Of course the question is how does the financial industry respond? I believe most of us are taught to respond by focusing on the accumulation phase in one’s life. After all, one can only cut expenses so far and the only guaranteed way to raise the rate of return is by cutting debt. But with the rising national debt, comes debt service and with that service comes a greater need for taxation.
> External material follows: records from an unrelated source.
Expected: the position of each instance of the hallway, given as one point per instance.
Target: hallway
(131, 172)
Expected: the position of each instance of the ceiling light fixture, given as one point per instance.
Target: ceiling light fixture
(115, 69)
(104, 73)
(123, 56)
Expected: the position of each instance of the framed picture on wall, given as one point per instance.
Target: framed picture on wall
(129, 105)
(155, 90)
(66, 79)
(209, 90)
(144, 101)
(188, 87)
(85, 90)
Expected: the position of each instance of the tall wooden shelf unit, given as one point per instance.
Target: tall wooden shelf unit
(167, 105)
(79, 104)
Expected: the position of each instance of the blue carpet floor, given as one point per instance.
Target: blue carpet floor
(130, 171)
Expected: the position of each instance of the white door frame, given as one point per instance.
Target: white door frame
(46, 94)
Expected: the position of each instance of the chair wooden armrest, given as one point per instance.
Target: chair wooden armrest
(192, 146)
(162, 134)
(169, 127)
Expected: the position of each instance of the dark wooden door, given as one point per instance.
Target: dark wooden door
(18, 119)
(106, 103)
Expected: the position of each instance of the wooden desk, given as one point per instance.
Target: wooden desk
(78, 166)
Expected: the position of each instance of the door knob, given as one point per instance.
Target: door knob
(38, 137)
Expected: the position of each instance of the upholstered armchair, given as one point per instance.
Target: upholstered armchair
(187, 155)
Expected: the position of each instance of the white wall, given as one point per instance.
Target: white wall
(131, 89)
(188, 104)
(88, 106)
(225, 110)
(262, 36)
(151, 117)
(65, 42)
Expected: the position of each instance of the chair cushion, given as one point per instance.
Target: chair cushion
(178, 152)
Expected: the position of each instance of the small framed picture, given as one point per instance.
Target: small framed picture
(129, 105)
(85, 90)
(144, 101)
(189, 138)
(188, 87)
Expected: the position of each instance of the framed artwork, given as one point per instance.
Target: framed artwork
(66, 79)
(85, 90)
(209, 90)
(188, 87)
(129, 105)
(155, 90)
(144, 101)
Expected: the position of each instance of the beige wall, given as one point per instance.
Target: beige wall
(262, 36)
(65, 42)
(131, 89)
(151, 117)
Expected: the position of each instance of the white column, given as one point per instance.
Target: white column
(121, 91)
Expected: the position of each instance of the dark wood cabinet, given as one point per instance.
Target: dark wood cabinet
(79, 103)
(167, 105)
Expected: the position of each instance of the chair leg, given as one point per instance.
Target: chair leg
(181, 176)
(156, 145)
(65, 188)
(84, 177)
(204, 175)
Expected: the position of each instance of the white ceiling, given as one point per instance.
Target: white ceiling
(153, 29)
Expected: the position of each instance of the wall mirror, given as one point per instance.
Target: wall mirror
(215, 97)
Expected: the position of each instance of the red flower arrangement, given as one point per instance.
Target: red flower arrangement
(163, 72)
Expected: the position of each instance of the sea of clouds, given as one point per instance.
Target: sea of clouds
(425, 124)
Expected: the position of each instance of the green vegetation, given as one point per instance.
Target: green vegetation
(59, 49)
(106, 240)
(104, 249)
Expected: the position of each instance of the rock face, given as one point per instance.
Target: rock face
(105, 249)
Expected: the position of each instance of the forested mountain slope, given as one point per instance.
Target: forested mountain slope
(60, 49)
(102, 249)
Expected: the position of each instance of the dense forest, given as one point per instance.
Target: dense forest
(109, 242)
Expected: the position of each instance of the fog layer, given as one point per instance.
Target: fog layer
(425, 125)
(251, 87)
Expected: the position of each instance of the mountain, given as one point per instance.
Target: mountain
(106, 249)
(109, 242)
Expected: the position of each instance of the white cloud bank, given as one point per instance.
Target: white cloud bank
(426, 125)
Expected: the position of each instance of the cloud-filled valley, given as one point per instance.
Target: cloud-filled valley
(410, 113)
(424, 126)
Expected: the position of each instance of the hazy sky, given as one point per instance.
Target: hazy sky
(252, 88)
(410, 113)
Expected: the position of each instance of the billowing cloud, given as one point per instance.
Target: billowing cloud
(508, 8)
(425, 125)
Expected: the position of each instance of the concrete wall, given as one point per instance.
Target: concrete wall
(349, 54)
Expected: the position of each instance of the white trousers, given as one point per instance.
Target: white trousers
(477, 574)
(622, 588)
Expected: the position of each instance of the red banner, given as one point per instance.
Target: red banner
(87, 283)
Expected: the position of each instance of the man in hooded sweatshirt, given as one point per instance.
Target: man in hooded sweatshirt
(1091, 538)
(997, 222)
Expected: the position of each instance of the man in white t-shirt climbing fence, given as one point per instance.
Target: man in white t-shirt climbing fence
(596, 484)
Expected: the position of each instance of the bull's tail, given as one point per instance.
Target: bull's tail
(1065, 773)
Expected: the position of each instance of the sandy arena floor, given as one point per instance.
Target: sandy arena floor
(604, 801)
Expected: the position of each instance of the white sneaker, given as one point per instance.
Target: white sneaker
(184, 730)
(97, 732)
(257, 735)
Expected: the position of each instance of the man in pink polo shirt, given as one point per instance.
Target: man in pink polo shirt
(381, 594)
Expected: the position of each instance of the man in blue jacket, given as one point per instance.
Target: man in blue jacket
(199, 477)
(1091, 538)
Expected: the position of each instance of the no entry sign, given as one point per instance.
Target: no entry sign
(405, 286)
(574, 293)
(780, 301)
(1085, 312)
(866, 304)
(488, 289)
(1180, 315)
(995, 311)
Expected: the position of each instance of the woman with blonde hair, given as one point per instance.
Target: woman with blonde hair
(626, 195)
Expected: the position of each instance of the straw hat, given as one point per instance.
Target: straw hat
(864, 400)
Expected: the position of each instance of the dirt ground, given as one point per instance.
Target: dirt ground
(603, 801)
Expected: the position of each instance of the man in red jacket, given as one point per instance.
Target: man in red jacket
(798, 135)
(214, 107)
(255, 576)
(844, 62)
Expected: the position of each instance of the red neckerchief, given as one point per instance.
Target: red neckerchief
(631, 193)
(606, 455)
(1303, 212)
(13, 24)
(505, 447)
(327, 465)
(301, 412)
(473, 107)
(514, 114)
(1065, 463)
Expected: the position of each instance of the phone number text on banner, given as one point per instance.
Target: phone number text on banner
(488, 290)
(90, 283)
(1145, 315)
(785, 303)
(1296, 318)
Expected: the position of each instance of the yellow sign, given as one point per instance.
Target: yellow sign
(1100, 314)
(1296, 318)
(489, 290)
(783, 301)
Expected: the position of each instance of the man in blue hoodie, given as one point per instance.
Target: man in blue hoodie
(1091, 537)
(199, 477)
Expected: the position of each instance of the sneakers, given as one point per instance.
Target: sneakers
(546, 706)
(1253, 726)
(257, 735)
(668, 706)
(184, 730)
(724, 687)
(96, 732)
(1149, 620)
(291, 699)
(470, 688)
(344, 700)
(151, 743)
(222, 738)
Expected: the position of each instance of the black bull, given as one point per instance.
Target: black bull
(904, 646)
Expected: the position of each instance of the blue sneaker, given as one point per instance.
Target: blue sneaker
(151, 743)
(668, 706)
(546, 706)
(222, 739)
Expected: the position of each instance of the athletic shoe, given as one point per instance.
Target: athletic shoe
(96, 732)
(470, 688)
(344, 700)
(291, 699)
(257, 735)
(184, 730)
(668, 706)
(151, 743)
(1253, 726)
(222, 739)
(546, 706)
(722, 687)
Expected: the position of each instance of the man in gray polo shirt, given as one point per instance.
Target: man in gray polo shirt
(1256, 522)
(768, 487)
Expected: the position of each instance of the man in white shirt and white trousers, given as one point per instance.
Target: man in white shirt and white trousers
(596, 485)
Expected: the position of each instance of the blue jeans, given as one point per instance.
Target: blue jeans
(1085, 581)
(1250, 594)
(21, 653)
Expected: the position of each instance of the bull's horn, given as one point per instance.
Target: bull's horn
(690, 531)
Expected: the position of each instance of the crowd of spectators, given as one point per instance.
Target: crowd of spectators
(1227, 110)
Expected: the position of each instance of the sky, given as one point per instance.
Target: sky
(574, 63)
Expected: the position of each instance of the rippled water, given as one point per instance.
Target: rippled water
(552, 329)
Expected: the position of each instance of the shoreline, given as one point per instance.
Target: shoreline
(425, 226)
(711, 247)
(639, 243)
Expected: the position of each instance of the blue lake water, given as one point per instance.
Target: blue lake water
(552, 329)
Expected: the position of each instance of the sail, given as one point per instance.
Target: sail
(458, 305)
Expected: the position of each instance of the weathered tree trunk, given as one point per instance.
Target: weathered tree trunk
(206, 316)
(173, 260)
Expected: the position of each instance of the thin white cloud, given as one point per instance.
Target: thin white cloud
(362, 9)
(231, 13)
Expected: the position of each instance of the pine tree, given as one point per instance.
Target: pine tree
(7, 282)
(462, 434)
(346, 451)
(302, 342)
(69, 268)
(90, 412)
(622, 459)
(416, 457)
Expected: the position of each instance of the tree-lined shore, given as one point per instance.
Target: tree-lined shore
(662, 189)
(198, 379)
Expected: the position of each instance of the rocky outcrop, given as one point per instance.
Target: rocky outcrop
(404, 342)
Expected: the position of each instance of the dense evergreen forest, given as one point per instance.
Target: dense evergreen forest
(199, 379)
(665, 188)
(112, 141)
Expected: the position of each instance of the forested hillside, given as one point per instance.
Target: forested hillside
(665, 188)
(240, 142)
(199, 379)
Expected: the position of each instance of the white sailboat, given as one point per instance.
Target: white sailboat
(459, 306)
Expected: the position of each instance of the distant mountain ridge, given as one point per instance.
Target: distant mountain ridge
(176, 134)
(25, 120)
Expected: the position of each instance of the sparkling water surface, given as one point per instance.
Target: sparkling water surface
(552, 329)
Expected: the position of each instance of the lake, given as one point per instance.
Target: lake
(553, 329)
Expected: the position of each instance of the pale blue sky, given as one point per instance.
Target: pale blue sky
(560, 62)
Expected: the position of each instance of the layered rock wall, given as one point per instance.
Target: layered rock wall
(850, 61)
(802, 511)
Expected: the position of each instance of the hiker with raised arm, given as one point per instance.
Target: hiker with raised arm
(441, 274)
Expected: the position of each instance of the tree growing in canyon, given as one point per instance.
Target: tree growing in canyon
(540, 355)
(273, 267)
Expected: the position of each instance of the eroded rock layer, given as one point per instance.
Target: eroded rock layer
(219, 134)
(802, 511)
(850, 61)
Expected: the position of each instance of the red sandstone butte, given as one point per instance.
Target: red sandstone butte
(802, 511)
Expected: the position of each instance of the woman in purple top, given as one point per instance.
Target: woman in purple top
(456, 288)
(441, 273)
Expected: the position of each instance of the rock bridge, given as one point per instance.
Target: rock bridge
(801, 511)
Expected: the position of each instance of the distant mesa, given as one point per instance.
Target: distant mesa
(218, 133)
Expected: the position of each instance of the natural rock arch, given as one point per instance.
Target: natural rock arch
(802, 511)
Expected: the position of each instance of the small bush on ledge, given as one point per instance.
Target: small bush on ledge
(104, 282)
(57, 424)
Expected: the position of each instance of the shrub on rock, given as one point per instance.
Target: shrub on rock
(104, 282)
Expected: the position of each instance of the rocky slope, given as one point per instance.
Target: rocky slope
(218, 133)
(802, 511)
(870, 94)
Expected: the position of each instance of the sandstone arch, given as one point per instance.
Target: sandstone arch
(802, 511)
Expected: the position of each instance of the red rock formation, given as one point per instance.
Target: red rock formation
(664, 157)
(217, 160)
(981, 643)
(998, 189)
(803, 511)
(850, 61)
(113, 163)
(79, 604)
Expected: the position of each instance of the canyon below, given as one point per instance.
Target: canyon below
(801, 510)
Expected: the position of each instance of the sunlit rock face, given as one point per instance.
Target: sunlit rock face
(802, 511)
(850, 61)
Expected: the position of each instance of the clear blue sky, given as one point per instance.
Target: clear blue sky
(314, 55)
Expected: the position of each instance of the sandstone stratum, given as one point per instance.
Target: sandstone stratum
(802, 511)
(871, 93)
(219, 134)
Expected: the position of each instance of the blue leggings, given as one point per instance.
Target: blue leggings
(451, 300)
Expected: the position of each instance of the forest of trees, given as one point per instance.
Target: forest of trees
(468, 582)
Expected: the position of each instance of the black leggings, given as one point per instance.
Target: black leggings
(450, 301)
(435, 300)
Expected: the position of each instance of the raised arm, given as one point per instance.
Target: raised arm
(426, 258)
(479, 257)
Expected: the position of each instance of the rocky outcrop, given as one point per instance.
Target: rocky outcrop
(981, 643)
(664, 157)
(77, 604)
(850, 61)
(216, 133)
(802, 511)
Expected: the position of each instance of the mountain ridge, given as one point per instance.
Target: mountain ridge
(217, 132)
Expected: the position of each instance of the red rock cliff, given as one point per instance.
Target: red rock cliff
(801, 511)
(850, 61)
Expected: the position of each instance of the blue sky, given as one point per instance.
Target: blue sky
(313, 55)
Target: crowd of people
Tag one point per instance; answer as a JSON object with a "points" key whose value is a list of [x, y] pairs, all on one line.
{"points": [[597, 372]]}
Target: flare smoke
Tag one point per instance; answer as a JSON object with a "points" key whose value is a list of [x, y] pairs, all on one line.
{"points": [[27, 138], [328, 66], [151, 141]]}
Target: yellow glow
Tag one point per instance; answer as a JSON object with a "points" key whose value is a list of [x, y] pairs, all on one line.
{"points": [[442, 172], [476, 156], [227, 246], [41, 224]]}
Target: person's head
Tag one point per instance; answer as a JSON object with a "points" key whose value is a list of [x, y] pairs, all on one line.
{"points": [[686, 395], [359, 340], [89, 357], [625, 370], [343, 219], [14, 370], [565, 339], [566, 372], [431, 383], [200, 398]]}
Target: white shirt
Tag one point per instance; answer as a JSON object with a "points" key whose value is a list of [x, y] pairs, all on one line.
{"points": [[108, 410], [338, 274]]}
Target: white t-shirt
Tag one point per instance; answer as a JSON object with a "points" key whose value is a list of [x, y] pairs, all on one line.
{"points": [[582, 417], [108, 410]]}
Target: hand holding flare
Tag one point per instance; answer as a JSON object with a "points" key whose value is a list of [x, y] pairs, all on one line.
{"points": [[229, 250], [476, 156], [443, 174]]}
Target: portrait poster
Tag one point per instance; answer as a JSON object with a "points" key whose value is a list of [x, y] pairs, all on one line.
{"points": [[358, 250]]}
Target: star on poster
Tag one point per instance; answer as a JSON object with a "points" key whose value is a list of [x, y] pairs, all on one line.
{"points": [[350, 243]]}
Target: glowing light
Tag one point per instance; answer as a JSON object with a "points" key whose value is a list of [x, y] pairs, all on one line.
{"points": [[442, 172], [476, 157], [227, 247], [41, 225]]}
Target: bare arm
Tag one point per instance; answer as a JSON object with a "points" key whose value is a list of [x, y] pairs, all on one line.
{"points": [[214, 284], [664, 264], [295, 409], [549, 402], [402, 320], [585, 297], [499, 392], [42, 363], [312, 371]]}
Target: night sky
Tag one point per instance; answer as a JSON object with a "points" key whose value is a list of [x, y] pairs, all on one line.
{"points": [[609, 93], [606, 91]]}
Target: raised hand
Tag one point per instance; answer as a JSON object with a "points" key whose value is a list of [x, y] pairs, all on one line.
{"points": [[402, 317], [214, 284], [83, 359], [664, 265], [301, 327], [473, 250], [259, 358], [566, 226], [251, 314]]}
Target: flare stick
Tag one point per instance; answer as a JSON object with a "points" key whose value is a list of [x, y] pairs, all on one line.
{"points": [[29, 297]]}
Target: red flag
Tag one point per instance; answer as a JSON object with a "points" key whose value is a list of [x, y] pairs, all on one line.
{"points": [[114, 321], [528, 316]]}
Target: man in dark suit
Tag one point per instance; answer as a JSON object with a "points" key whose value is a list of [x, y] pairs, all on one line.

If we look at where money is accumulated, we can actually see a greater personal problem, that may be caused because of the macro problem. Perhaps the most popular tax-advantaged  strategy in the United States is the 401K provision. This provision allows money to be saved for retirement at a tax-deferred rate. It’s often advertised that taxes are saved when money is put into a 401k, put on the contrary every single one of those dollars still is up for taxation- just not today. For instance, if a doctor put $1 million into a 401(k) in 1981, when the plans first came out, he would have deferred the tax due on the $1 million for that year. But if he retired in 2020, under the new tax rates, he would have effectively deferred a $280,000 tax bill, to pay the federal government a tax bill of $370,000. That’s if his money never grew by another dime. We’re currently in a situation where the demographics are shifting in the sense that more and more Baby Boomers are retiring I’m beginning to draw money from these plans, which could have an effect on the market, but more importantly for the IRS a positive effect on the Government’s pocketbook. I’ll bring this to your attention just to let you know why the national debt matters in our civil discourse. I wish you Godspeed I’m fixing this personal burden.